Un « simple
côte-du-rhône » qui déchaîne quelques passions, il n’en fallait pas plus
pour faire une étiquette récurrente sur nos tables familiales depuis 10-15 ans.
Certains l’ont découvert il y a moins de temps que cela et déjà en reviennent,
d’autres ne jurent que par son père - l’Homme de Château Rayas – difficile, donc
de juger de la qualité réelle d’une telle bouteille.
Avec sa robe rouge
cerise au démarrage, claire au cœur, et avec ses reflets rubis-framboise de
toute beauté, il cache bien son jeu. Au départ et au nez, il était simple, donc
cerise ; ensuite, quelques heures plus tard, il se refermera, pour laisser
s’échapper quelques sèches herbes méridionales et médicinales et une trace
sanguine.
En bouche il est
directement en place, plaisant-présent mais manque de ce qui fera son sel bien
plus tard ; on remarque néanmoins son final de réglisse qui fait son effet
après l’ouverture rouge-fruitée.
Car c’est un des
« problèmes » de ce vin, son besoin de prendre son temps, de se faire
désirer, de nous forcer à patienter. L’autre pourrait être son tarif, entre 17
et 34 € chez le caviste (les jeux sont faits, rien de va plus), un peu plus
encore au restaurant.
Le dernier est son origine et son géniteur, Emmanuel
Reynaud, digne représentant terrestre d’un des plus grands vins célestes et
néanmoins sudistes de cette planète. Tout cela fait un « simple
côte-du-rhône » à problèmes (donc intéressant), car pas toujours apprécié à sa juste valeur, par tous les amateurs.
Car après quelques
6-12-24h d’aération (ou donc 1-2-4 ans de bouteille pour les plus patients
d’entre nous), voici ce qu’il nous montre, ce vin. Une robe bien plus sombre,
avec du cœur et beaucoup de profondeur. Au nez, il passe par l’olive pitcholine
et un excès d’alcool volatile (au bout de 12h), mais file vite vers la figue
rôtie et le marc de grenache, de Châteauneuf-du-Pape.
En bouche il finit par
se montrer crémeux, doux en entrée, avec cette poursuite plaisante, très mûre,
patinée. La griotte s’échappe de la rétro-olfaction, tout au bout du compte.
Mais cela, vous l’avez
compris, c’est pour les persévérants, ceux qui ouvrent plusieurs bouteille à la
fois, et peuvent donc laisser à un jus le temps de se livrer. Toutes les situations ne s’y prêtent pas, cela va sans dire.

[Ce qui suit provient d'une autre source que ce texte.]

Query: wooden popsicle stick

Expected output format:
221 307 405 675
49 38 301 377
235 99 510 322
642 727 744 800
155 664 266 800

Et encore, c’est aussi pour les ceux qui goûtent librement, car pour
beaucoup d’autres, telle bouteille a toujours un ptit souci, tel millésime est
toujours moins bon que le précédent…
Pour les autres, qui
boivent ça comme le reste, et après plus d’un jour d’ouverture, il sera sans
doute drapé, comme pour moi, d’une robe épaisse et carmin. Il reprendra son
évidente chaleur mais perdra de son alcool ravageur et laissera s’échapper des
émanations de raisin noir de Corinthe.
Il trouvera même une
bouche toute en délicatesse, finalement, délicate en entrée, se renforçant
ensuite pour trouver sa longueur de croisière. Elle sera juteuse et superbe,
sur la figue noire à parfaite maturité.
Ce « simple
côte-du-rhône » pose des problèmes à certains high-degustators, ne dîtes pas le contraire, je vous entends
pérorer entre vous, surtout après un millésime 2008 (en rouge) difficile depuis sa livraison. Pour les autres, les clients de la première heure ou les nouveaux convertis, il reste, sans doute, un des vins qu’on aime ouvrir
(en nombre), et boire (à gorge déployée), certaine fois avec des étoiles dans
les yeux et des histoires de grandeurs pleins la bouche, d’autres fois, avec un
peu de retenue, de contrariété mais plein d’espérance de jours meilleurs.